Cataracts can be caused by various factors. It is, for example, quite common to develop a cataract in one or both of your eyes as you get older. You may be more prone to this occurring if you have a family history of cataract development. Certain types of medications are also widely held to potentially lead to cataract problems.
Cataracts can also be caused by a variety of other things such as exposure to dangerous levels of ultraviolet light or radiation. In some cases a cataract can also be caused by an injury to the eye although the cataract may not immediately develop here and may not become a problem until years later.
Not all of the cataracts that can appear in our eyes are the same or cause the same problems at the same time. Some people simply develop cataract clouding over part of their eye(s) and some will develop over all of the eye. And, the position of the actual cataract can vary from individual to individual -- some cataracts, for example, are known as anterior and some as posterior.
The issues that you have with cataracts can actually be quite simply solved. In very basic terms here you can have an operation that removes some or all of the affected lens and replaces it with an artificial one. This ensures that your sight remains unblighted.
The two primary types of cataract operations are known as Extracapsular Cataract Extraction (ECCE) and Intracapsular Cataract Extraction (ICCE). In both cases your eye surgeon will cut into the capsule in your eye that contains your lens. In an ECCE procedure he/she will then take out the lens but leave most of the capsule itself in place.

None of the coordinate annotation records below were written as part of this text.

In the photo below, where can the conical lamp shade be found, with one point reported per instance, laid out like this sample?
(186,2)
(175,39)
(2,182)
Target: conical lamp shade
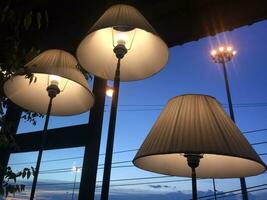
(197,124)
(75,96)
(147,53)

In an ICCE procedure he/she will also remove the capsule.
Nowadays it is rare to have an ICCE procedure here as improvements in technology have made it easier and safer to use ECCE instead. But, in either operation the surgeon will remove the affected lens and will put in an artificial plastic lens to replace it. In some cases you can also arrange to have special lenses created for you here which could also correct any general defects of vision that you might have.
Today's cataract operations are quick and simple and are performed as a matter of course in most hospitals. You no longer need to have a general anesthetic for this kind of procedure which is usually done on a day surgery basis with a local anesthetic instead.
It is important, if you are having your cataracts sorted, to make sure that you stringently follow the after care instructions that you are given by your surgeon. This will help avoid issues such as infection and will make your recovery much more successful.